The riots were the high point of escalating tensions: in the years running up to them, there were smaller racialised and racist altercations across the city of Cardiff. In 1911, Chinese workers had been attacked in Cardiff during a seamen’s strike and further smaller incidents of unrest also boiled over during this period. Widespread unemployment across all working class communities and a perception that men of colour were “stealing” the jobs of former sailors in the post-war period meant that hostility ramped up in the run-up to the race riots of 1919.

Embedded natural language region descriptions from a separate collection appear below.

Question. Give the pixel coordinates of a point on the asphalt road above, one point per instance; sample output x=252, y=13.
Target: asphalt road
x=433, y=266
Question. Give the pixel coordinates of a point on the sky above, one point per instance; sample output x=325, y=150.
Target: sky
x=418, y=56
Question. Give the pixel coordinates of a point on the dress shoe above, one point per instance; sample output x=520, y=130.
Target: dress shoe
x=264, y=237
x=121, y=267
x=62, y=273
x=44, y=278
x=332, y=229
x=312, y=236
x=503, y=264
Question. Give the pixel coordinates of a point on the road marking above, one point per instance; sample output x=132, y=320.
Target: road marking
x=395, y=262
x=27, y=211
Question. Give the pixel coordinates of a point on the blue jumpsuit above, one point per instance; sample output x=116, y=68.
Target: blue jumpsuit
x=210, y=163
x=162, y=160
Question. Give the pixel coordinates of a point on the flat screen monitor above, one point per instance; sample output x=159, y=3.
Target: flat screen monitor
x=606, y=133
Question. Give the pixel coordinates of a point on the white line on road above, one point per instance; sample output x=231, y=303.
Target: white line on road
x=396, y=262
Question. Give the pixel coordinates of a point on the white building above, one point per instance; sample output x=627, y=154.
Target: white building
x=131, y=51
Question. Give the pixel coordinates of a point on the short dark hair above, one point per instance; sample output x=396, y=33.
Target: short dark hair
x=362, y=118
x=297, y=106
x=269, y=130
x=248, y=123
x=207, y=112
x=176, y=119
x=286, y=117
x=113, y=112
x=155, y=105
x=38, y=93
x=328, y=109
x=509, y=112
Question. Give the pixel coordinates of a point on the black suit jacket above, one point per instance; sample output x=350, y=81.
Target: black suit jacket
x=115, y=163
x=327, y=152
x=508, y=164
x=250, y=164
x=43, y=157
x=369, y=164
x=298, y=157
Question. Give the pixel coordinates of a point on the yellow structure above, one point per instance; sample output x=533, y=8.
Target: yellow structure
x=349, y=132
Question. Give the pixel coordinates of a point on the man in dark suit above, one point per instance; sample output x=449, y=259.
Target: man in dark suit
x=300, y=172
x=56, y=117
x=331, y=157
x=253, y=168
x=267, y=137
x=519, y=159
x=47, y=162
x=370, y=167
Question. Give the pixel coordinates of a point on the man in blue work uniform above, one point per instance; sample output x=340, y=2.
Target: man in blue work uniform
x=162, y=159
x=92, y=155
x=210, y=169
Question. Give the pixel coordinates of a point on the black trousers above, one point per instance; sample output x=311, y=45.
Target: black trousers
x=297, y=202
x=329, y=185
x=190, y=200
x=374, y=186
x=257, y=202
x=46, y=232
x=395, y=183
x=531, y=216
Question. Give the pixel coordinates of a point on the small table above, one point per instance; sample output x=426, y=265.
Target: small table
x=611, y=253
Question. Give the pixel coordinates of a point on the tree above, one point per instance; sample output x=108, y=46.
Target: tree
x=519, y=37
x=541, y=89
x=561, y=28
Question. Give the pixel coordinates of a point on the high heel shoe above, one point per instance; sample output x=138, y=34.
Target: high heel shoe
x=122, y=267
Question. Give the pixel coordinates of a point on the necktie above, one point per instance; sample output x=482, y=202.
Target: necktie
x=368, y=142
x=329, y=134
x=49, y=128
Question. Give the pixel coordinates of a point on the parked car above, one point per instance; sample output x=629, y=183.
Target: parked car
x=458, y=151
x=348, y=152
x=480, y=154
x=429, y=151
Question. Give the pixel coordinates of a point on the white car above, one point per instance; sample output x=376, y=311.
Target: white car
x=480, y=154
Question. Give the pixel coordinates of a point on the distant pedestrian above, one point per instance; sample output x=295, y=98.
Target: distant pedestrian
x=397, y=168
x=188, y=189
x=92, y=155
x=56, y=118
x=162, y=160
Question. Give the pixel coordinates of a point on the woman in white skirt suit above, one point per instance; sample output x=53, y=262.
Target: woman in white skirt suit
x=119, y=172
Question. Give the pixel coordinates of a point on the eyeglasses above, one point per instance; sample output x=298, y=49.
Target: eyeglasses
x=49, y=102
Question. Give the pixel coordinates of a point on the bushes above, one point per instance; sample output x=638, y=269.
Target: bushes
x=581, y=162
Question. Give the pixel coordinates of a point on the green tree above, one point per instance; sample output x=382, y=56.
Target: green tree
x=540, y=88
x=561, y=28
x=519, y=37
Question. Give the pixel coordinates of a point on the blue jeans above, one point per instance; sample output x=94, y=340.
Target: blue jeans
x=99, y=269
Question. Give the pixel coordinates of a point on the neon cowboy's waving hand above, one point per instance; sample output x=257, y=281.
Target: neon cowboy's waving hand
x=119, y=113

Tiger Bay – which became central to the 1919 riots – is an island hemmed in by canals to the north, west and east and the Severn Channel to the south, looking towards England. At the beginning of the 20th century, a revolution in the shipping industry led to the growth of the area. By the early 20th century, Cardiff had the second largest port in the world after New York City and it seemed that labour and coal were set to change the industrial landscape of the world forever.

The population of Tiger Bay was looked down on: seen as a place occupied by wayward white women and “miscegenation”. The Chief Constable in Cardiff, James Wilson, reportedly said: “The coloured seamen who live in our midst observe our laws for the good rule and government of the community. They are not, however, imbued with our moral code and have not assimilated our conventions. They come into contact with the female sex of the white race and heir progeny are half-caste with the vicious hereditary taint of their parents.” After the riots, the PC Constable of Cardiff City suggested a ban on “race mixing” in the city and that men of colour should be stopped from wearing cricket flannel whites because apparently they made them too attractive to white women.

In the Welsh capital, over the course of three days in June 1919, mobs of over 200 people showed up at the properties of people of colour, and people of colour were chased into Tiger Bay from perceived “white” areas. When the white rioters came on the evening of 12 June to Tiger Bay, the police stood at the corner of Custom House Street and Bute Street, warning the rioters that the sailors had guns. Three men died in the 1919 riots, hundreds more were injured and along with thousands of pounds worth of property damage.

Tensions simmered down after the riots. In the wake of the violence, a meeting was organised by men of colour in Cardiff to respond to the events of the past few days. The British state responded by “repatriating”, or deporting, men and brought in the 1920s Alien Order in a bid to quash dissent across the country. Community organisers like Rufus Fenell (originally from Guyana) organised in the Cardiff docks community to stop the deportation of sailors in Cardiff. However, boats continued traversing across oceans to deport people to British colonies, after being subject to three days of intense racial violence perpetrated by white communities. When the men arrived in places like Sierra Leone and Jamaica, they began to agitate against the British Empire in protest of their unjust treatment as British citizens.

Some of the most vicious racist violence in the history of the British Isles occurred during those few days in Cardiff, with horrific consequences. In spite of this, the Cardiff race riots aren’t taught in Welsh schools, and there is currently no museum or historical institution in Cardiff which documents the experiences of people of colour in Wales.

So many conversations on Welsh identity revolve around “Cymru Cymraeg” – Welsh-language speaking Welsh populations – with little room for other groups. Equally, conversations on race in Britain are mainly focused on communities in England. We live-tweeted the race riots to try and bring attention to this piece of hidden history; by raising ourselves from the footnotes, we can start to reclaim our narratives.